Sé que no debo llorar durante ese día (¡haría el camino resbaladizo para las almas viajeras!) Y también sé que se les debe ofrecer su comida favorita, la que ellos probarán antes de que nos llegue nuestro turno de comerla.

Necesitamos descubrir lo más posible sobre aquellos que vinieron antes que nosotros a nuestras familias. Nos informan de lo que fueron e iluminan nuestros caminos sobre lo que somos o podríamos llegar a ser. Siempre hay alguien en nuestro árbol genealógico con quien tenemos “una conexión espiritual”. No solo estamos hechos de ADN físico. También tenemos rasgos espirituales ancestrales.

En San Francisco, específicamente en el Distrito de la Misión, desde la década de 1970, se lleva a cabo un evento una vez al año durante el 2 de noviembre. Es la Fiesta y Procesión del Día de los Muertos. Esta celebración tiene profundas raíces en San Francisco.
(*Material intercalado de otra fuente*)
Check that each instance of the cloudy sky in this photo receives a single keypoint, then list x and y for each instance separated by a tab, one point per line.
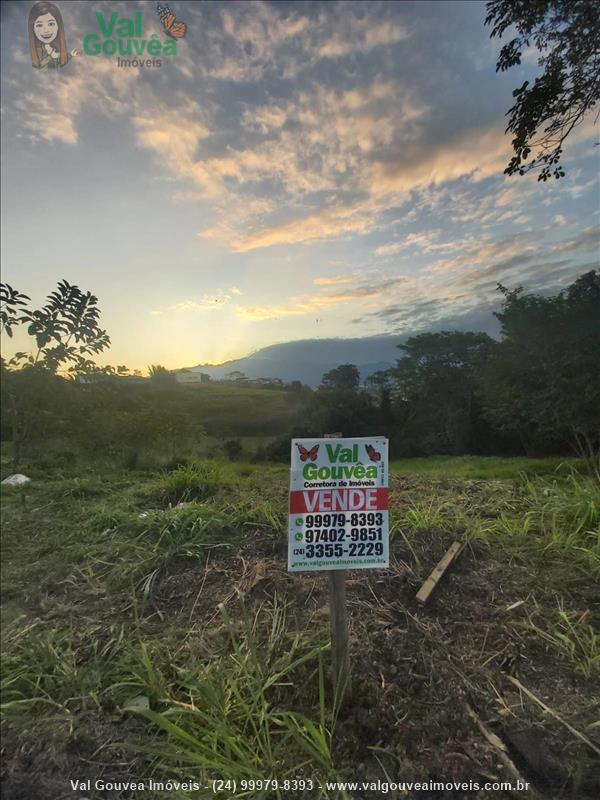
297	170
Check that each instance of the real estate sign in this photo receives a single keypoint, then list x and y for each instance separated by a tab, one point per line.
338	513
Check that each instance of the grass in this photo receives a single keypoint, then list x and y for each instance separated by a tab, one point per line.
574	637
115	634
480	467
228	716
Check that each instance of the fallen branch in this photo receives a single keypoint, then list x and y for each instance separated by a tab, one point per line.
432	581
502	752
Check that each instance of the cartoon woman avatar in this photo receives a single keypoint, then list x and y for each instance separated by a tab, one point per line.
47	37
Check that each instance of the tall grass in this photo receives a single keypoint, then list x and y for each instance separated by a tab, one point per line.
242	715
574	637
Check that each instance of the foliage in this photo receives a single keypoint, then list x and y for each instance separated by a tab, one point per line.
161	376
11	306
344	378
66	329
233	449
543	380
566	33
436	391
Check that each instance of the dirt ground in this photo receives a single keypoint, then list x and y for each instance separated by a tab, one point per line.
460	689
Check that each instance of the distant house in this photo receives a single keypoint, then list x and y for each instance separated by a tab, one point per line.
187	376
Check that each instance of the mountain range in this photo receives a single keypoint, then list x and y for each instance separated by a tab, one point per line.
307	360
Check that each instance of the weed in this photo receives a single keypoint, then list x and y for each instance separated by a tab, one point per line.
231	720
425	515
573	635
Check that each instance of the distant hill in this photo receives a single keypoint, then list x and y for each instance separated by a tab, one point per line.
307	359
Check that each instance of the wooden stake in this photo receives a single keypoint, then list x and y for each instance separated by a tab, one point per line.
338	611
432	581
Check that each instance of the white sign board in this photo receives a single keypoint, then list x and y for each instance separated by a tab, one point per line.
338	512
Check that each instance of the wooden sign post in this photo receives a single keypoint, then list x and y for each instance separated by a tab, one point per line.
338	615
338	520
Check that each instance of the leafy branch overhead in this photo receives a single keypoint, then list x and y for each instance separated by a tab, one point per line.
66	329
567	34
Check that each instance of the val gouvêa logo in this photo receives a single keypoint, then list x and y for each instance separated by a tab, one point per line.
122	37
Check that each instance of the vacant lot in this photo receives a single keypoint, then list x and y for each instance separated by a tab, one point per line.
150	629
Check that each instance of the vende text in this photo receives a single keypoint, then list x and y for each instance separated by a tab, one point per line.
319	500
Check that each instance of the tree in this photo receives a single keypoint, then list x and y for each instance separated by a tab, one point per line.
66	333
544	382
436	386
346	377
161	376
566	33
65	329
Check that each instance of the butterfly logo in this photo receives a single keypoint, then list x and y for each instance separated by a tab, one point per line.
308	455
372	453
174	27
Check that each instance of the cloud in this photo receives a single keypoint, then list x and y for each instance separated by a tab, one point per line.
334	280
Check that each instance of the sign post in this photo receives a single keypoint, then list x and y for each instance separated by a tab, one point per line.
338	520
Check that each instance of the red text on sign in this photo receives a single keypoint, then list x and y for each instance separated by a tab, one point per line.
319	500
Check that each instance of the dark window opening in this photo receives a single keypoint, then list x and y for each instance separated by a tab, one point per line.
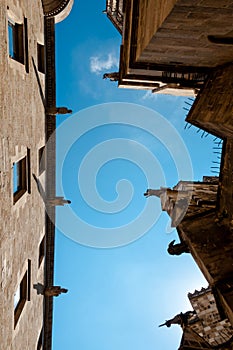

No solo en los corazones y las mentes de quienes viven en el barrio de la Misión, sino también en los corazones y las mentes de quienes viven en toda el Área de la Bahía.

Este año 2020 no se llevó a cabo la procesión, que suele atraer a miles de personas. En su lugar, debido a la pandemia por el COVID 19, hubo una celebración virtual, con algunas y limitadas reuniones en persona, para así evitar la propagación del virus.

Mi participación en el evento me ha hecho consciente de un hecho muy claro: la comunidad de la Misión, a través de muchas de sus actividades culturales, como la Celebración del Día de los Muertos, el Carnaval, el arte mural, la comida, la música, juega un papel muy importante en el bienestar general de San Francisco. Específicamente, en la salud mental. Esas actividades culturales son mensajes de esperanza, de protesta o simplemente celebran la vida. O de aceptar y honrar a la Muerte, como destino final común.

La frase, que creo tiene su origen en el trabajo que realizó la reconocida curandera Concha Saucedo, en el Instituto Familiar de la Raza, es un mantra muy positivo: “La cultura cura”. La cultura no es algo con lo que nacemos: nacemos en ella. Necesitamos aprenderla, practicarla, compartirla. Puede ser un viaje hacia la mejoría.  

Volviendo al título de esta columna: No debemos temerle a la Muerte. ¡Debemos temer no vivir la vida! La muerte es solo un momento en nuestras vidas. No vivir plenamente puede ser un destino terrible. Esta es nuestra vida: ¡Examinémosla detenidamente! ¡Vivamos! ¡Hay montañas muy altas y valles muy bajos! Hay muchos giros llenos de trucos en todas partes. Hay muchos altibajos. La vida es un reto. También una posibilidad.

Finalmente, seamos conscientes de que no todo el mundo tiene el lujo de vivir la vida que le gustaría, o el tiempo para imaginársela. Están atareados en sobrevivirla. Con suerte, aquellos de nosotros que tenemos tiempo para pensar y celebrar la poesía, la música y las actividades culturales como el Día de los Muertos, también podemos trabajar para hacer que la vida en la tierra sea más agradable para todos.